Observability has recently become quite the buzzword, populating headlines in DevOps and IT publications. Industry experts like Charity Majors, CTO and co-founder of Honeycomb, and Cindy Sridharan, to name a few, have been spreading the word about the importance of observability, making it clear that it’s more than just a passing trend, it’s an approach that DevOps organizations need to adopt.
The increasing complexity of software systems is one of the main reasons that observability is much more than a buzzword or trend. Daniel “Spoons” Spoonhower, Co-founder and CTO of Lightstep, recently described the growing need for observability, pointing out that whether organizations are migrating to microservices, building on Kubernetes, or using AWS Lambda, teams are all relying on software that they didn’t write and don’t control. We are all likely using hosted storage systems to build projects on the cloud, or using managed open source systems as part of the production and deployment process, or relying on third-party APIs to build applications. Spoonhower explained that the increasing integration of these new processes and platforms leads to what he calls “layers of distinct ownership,” requiring teams to understand the relationships between all of these interdependent components.
What Is Observability?
The term observability originally comes from control theory, where observability refers to how well internal states of a system can be inferred from its external outputs.
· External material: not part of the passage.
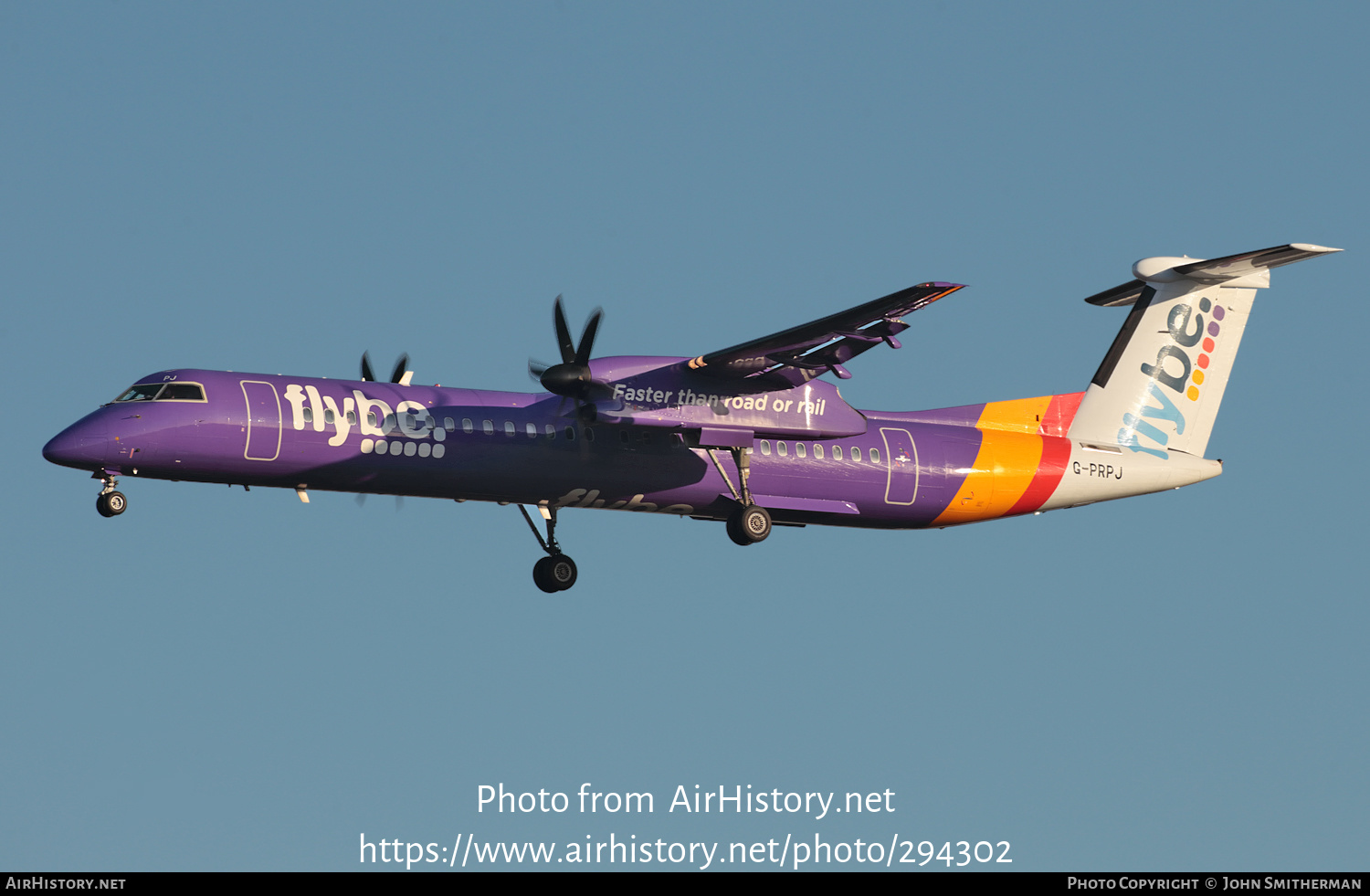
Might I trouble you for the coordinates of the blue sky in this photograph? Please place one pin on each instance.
(227, 680)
As our software systems are distributed across an ever-rising number of platforms, tools, and teams, development organizations are adopting observability to achieve both comprehensive and granular visibility over their systems.
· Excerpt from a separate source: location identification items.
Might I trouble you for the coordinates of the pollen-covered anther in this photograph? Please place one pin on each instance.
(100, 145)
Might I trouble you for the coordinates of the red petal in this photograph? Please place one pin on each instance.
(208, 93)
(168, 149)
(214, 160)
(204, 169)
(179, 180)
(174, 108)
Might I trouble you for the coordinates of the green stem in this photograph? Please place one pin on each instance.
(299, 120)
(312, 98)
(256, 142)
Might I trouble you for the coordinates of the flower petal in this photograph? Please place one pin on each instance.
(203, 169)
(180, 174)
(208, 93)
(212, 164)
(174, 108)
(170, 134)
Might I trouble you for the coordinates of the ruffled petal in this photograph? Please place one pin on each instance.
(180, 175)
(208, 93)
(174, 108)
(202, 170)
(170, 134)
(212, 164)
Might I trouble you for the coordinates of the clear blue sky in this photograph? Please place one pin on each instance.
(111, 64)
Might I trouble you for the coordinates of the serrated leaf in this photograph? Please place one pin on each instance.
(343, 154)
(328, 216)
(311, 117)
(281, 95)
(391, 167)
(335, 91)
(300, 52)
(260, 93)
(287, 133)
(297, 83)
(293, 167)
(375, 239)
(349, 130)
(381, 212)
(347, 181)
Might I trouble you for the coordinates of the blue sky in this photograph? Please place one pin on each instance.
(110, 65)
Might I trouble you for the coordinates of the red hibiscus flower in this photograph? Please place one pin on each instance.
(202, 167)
James Governor explained in a recent RedMonk post that observability helps teams understand both the overall health of a system and the health of all the components making up that system, making troubleshooting easier. As HoneyComb’s Guide to Achieving Observability puts it: "Observability is about being able to ask arbitrary questions about your environment without---and this is the key part---having to know ahead of time what you wanted to ask."
Observability vs. Monitoring: What Observability Is Not
Another way to understand observability is by distinguishing it from monitoring. Many tend to mistakenly think that monitoring is observability’s less successful predecessor, perhaps because the term ‘monitoring’ was popular before observability became a trendy buzzword, but that is not the case.
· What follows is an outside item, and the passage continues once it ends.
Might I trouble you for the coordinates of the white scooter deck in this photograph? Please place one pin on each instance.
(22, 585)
Cindy Sridharan explains that monitoring and observability are two separate and complementary practices. While monitoring provides a “panoramic view of systems’ performance and behavior in the wild,” it can help us understand “the shortcomings and the evolving needs of a system,” and according to Sridharan is “best suited to report the overall health of systems.” Observability, on the other hand, “aims to provide highly granular insights into the behavior of systems along with rich context, perfect for debugging purposes.”
The Three Pillars of Observability
Many define observability as the sum of three key components: metrics, logs, and distributed traces:
# Metrics are a numeric value measured over a period of time. They can help us determine the health of our system and are often used to trigger alerts.
# Logs are timestamped records of events that can provide us with a detailed account of what happened in our application.
# Distributed traces are representations of an execution of code. They help us see the end-to-end flow of an execution path through a distributed system.
While all three of these tools help us get visibility into our systems and find the root cause of a problem, some have argued that observability is much more than the sum of these three parts.
Brian Cox points out that “the goal of an observability team is not to collect logs, metrics or traces. It is to build a culture of engineering based on facts and feedback, and then spread that culture within the broader organization.” Sridharan adds that observability “is not about logs, metrics, or traces, but about being data driven during debugging and using the feedback to iterate on and improve the product.”
Ben Sigelman, CEO and co-founder at Lightstep, also refutes the idea that observability is simply the combination of metrics, logs, and distributed traces, stating that none of them “directly addresses a particular pain point, use case, or business need.” According to Sigelman, when it comes to observability, “what matters is what you do with the data, not the data itself.”
Observability: Taking a Closer Look at Our Distributed Systems
As systems become more complex, it’s harder to get a clear picture of what’s happening or comprehensive visibility over how the system is behaving. The scale of our systems keeps growing, and reviewing the dashboards and sorting through logs is no longer enough to make sure that we can swiftly attend to the issues as soon as they arise.
Describing the measures of success for organizations using observability, Spoonhower lists improved and even more frequent deployments, quicker on-call responses thanks to the ability to shorten the time it takes to understand the underlying cause of a problem and solve it, or even solve problems before they happen, and finally, optimized performance to provide better user experience to customers.
Confident and frequent deployment, swift troubleshooting, and a positive user experience are successes that we all work hard to achieve. Embracing observability and implementing the right tools, processes, mindset, and teamwork will help organizations take their DevOps game one step further.